Chapter Three

1 0 0
                                    


   There was blood. Everywhere. Oh my god. It was everywhere. I was starting to hyperventilate, the rusty color clouding my vision and making its hard to breathe. Oh god. The smell. How long has this been here? I was just walking out of this door a few hours ago. I felt small hands on my shoulders, my own instinctively flying out to push whoever it was away. I rapidly stepped backwards, tripping over the doorframe and being sent sprawling down the stairs and out onto the pavement. I stared up as the red slowly faded, being replaced with a cloudy blue sky. I felt, more than saw, someone sit next to me, their leg brushing against mine. 

   "Why?" My voice was thick with emotions I couldn't describe. Hell, I still can't describe what was happening to me, years upon years later. 

   "Pardon?" The voice didn't belong to the cafe guy. It was younger, maybe somewhere around my age. He sounded confused, most likely wondering which part of this situation I was questioning. 

   "Why aren't the cops here?" I sat up, a few deep breaths stabilizing both my stomach and my mind. When we pulled up not ten minutes ago, the only cars here were the ones that were always here, with the exception of the guy from the cafe. With there being so much blood in the house, there was no way the cops would just dismiss this, and I didn't hear any sirens signaling they were on their way. No way anyone could have lived through losing so much, and I wasn't sure I wanted to know who that blood belonged to. But if they hadn't, that makes it homicide, and homicide is handled by the police and detectives and finding out who did this, right?

   "This is a private matter. We didn't want to involve the authorities until it was absolutely necessary."

   "How the hell is this a private matter? Mama and Dad haven't spoken to their families since before I was born. I'm the only real family they had, and I sure as hell don't say this is a private matter." It wasn't a lie. I didn't even know if either of my parents had any living relatives left. 

   "I can't explain yet. You just have to trust us."

   "And how do you suggest I do that? Everything was fine until your guy in there showed up at my job last night and then the next morning someone has been murdered in my home! He threatened me with a Beretta! Would either of you trust me if I pulled some stunt like that?" To say I was pissed would be the understatement of the century. Where were my parents? Do they know these people? They never had friends over, and Mama was just as unconversational as Dad, since she slept all day and couldn't even remember my name most days. 

   "Where are my parents? How do they know you people?" 

   The boy opened his mouth, probably to tell me that it's "private" when he was cut off.

   "He can't tell you," the man from the cafe was back. 

   "What do you mean he can't tell me? What can you tell me?" I was getting more and more frustrated with these two the longer they kept telling me that they couldn't really tell me anything. 

   "I can tell you that you don't want to go inside." Well. If he had known me at all, he would have known that telling me that would make me want to go inside. So I did, with a grown man following behind me silently, and a kid not much older than me stammering at my heels. 

   Now that I knew what was waiting for me inside, I was able to find some semblance of something maybe resembling courage, and stepped through the door, though I'm not sure if that ever would have been enough to steel me against the bloodbath awaiting us inside. To my right was the dining table where my father and I had just spoken this morning, his coffee cup still  there, though he was no longer seated at the table. Instead, my father was in pieces. Literally. I'm not sure what took over me in the moments that followed that discovery, but it felt like I was no longer there, my body moving though the motions without fully comprehending what was happening. Soundlessly, I walked though the kitchen and upstairs, absentmindedly noting that nothing looked out of place, except the my mothers door was closed. Somewhere inside my haze, I felt the realization that I knew what was up here. What was waiting for me. There was no blood here, and it was eerily silent, nothing but my steady breathing and my footsteps swishing across the carpet. I opened the door to her room, finding no blood and no Mama. Her bed was a mess, like someone had dragged her out of it. Which means....
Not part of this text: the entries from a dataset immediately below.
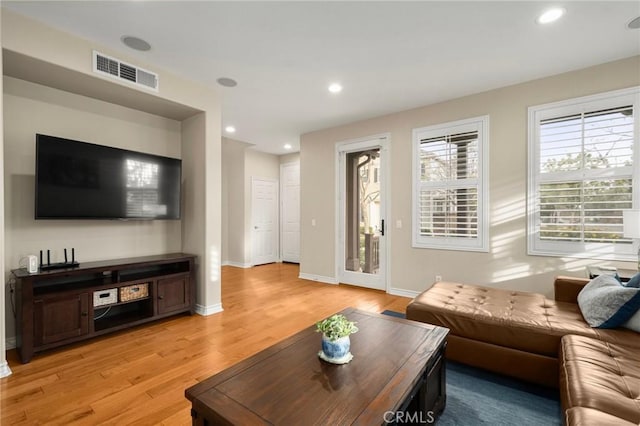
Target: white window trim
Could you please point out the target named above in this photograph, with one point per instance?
(480, 244)
(538, 113)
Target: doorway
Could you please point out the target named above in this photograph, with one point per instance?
(264, 215)
(362, 257)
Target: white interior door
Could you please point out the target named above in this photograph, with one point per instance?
(362, 209)
(264, 218)
(290, 212)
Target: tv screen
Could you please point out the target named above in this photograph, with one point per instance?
(79, 180)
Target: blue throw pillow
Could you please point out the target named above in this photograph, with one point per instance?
(605, 303)
(634, 281)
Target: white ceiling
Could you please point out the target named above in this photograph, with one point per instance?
(389, 56)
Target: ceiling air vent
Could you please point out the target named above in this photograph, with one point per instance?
(114, 68)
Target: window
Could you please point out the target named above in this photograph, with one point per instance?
(582, 168)
(450, 181)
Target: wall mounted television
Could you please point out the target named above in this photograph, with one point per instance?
(80, 180)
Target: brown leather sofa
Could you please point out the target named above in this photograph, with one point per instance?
(544, 341)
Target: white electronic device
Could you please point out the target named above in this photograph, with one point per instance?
(32, 264)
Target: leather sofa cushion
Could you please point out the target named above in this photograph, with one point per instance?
(580, 416)
(600, 377)
(520, 320)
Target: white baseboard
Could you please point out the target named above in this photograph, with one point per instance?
(208, 310)
(402, 292)
(319, 278)
(237, 264)
(10, 343)
(4, 369)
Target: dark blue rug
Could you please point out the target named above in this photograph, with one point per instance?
(476, 397)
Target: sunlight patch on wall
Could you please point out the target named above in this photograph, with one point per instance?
(502, 245)
(508, 210)
(511, 273)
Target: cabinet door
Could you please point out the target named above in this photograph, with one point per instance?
(59, 318)
(173, 294)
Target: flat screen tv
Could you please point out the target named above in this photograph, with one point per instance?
(79, 180)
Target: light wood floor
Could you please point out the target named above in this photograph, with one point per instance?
(139, 376)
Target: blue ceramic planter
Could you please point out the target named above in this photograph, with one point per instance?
(336, 350)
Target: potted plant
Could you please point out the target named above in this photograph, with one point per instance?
(335, 338)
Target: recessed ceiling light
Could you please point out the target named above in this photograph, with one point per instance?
(227, 82)
(335, 88)
(550, 15)
(136, 43)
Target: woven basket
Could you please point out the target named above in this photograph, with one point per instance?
(133, 292)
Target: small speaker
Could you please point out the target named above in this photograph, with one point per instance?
(32, 264)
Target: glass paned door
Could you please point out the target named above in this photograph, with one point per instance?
(362, 254)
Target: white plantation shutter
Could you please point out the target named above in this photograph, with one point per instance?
(449, 210)
(582, 170)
   I turned around and went across the hall to the library where my father had spent most of his time, doing whatever my dad did, like playing solitaire or reading a golfing magazine. Inside the ancient wooden doors was a sight that still haunts my dreams, even on the best nights. There was my missing mother, tied to a bookshelf with her own entrails, a message on the floor in blood. We are watching. We will find her. 
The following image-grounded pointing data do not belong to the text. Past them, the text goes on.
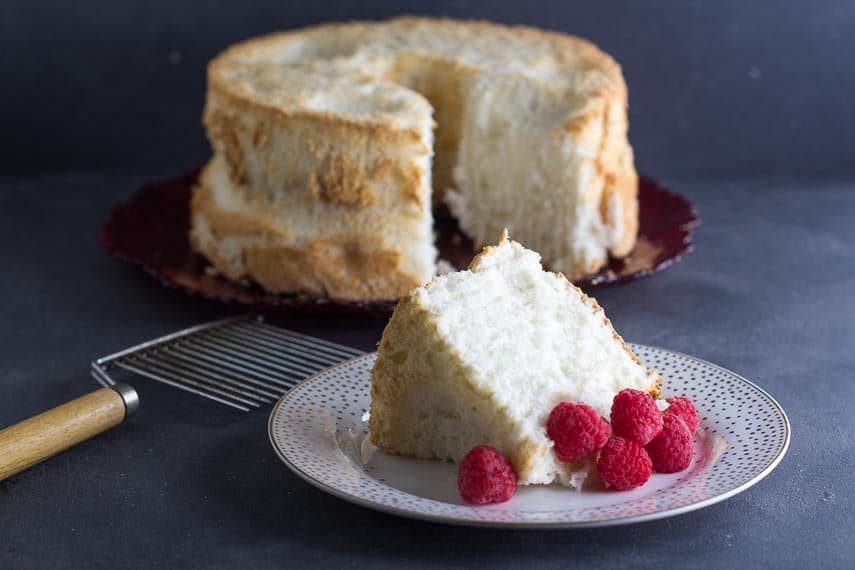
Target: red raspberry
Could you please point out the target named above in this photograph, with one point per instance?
(485, 476)
(624, 464)
(671, 451)
(577, 430)
(683, 407)
(635, 416)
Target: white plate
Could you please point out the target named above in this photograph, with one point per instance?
(319, 430)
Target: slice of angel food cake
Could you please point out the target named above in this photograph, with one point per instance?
(494, 357)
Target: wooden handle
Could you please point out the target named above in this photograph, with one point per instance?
(33, 440)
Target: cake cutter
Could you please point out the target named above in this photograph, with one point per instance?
(240, 362)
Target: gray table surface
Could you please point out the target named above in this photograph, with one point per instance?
(768, 294)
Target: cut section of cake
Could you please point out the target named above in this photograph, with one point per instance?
(326, 136)
(481, 357)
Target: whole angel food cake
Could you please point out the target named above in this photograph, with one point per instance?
(481, 356)
(332, 144)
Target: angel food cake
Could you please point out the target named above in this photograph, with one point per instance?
(480, 357)
(332, 144)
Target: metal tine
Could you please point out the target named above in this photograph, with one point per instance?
(304, 340)
(239, 388)
(247, 359)
(238, 364)
(149, 345)
(243, 399)
(312, 340)
(201, 361)
(181, 386)
(278, 351)
(102, 377)
(287, 344)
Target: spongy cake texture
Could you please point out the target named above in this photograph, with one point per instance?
(325, 154)
(482, 356)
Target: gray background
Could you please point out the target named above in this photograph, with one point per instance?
(744, 107)
(721, 87)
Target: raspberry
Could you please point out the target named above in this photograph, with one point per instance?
(577, 430)
(671, 451)
(485, 476)
(683, 407)
(624, 464)
(635, 416)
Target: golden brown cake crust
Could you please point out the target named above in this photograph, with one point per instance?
(335, 267)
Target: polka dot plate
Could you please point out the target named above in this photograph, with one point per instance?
(319, 429)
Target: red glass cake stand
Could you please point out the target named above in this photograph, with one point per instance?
(151, 231)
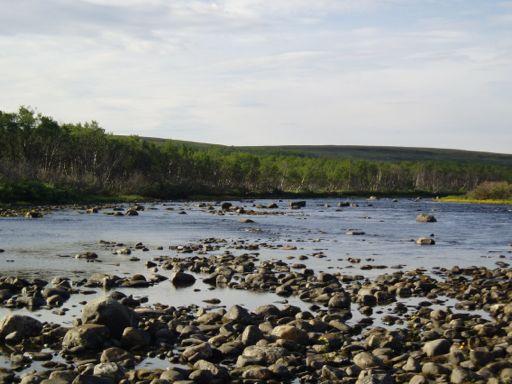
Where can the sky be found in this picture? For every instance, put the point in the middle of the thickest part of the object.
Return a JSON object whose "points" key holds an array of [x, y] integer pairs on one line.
{"points": [[422, 73]]}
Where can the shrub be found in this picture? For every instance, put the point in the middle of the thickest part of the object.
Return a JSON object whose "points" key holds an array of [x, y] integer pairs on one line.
{"points": [[493, 190]]}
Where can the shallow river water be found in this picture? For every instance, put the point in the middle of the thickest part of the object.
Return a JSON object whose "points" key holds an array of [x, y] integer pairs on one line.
{"points": [[465, 235]]}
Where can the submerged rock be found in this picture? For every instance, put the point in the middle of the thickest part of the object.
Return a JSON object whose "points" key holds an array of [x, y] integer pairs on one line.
{"points": [[109, 312]]}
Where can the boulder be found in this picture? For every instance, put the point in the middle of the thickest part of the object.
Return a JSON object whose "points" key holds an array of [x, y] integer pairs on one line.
{"points": [[109, 312], [89, 337], [425, 218], [290, 333], [181, 279], [23, 326], [425, 241], [437, 347]]}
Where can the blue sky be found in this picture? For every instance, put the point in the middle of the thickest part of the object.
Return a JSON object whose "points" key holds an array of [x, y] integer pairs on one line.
{"points": [[434, 73]]}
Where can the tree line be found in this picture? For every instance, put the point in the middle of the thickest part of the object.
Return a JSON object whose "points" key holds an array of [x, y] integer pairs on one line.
{"points": [[39, 156]]}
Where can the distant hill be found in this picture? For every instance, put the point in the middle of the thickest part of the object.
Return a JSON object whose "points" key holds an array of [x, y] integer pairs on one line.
{"points": [[377, 153]]}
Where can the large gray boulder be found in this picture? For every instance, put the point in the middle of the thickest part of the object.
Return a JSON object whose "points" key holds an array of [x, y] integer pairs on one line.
{"points": [[86, 337], [24, 326], [109, 312]]}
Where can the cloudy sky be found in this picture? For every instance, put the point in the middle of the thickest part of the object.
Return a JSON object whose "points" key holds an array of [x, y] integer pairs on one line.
{"points": [[430, 73]]}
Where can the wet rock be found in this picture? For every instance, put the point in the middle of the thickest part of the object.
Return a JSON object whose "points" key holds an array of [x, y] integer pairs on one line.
{"points": [[374, 377], [109, 312], [365, 360], [181, 279], [117, 355], [201, 351], [251, 335], [434, 370], [355, 232], [437, 347], [85, 337], [425, 218], [19, 327], [33, 214], [133, 337], [425, 241], [297, 204], [110, 371], [239, 315], [290, 333]]}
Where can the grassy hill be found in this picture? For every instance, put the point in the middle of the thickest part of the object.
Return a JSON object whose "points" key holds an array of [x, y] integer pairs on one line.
{"points": [[357, 152]]}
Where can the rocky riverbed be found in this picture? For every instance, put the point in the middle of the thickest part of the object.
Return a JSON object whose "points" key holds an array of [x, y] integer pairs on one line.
{"points": [[278, 293]]}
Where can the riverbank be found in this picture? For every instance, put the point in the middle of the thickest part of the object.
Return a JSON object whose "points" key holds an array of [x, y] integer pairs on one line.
{"points": [[248, 293], [467, 200]]}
   I heard something thud behind me, a strangely cry of sorts coming from the same direction. ai turn around to find the man from the cafe weeping, head in his hands, his knees to the floor. I feel myself float past him, a gentle hand touching his shoulder as I pass. I go all the way down, to the basement where I go into my room and rustle through my closet to find an antique suitcase my mother had given me for my first away competition. I filled it with the necessities: clothes, toiletries, various artifacts that meant a lot to me. To this day I don't know how my subconscious figured it out, but when I walked out of that blood-drenched door with one suitcase, two people at my sides, and keys in hand, I turned to take the last look I would ever see of my childhood home.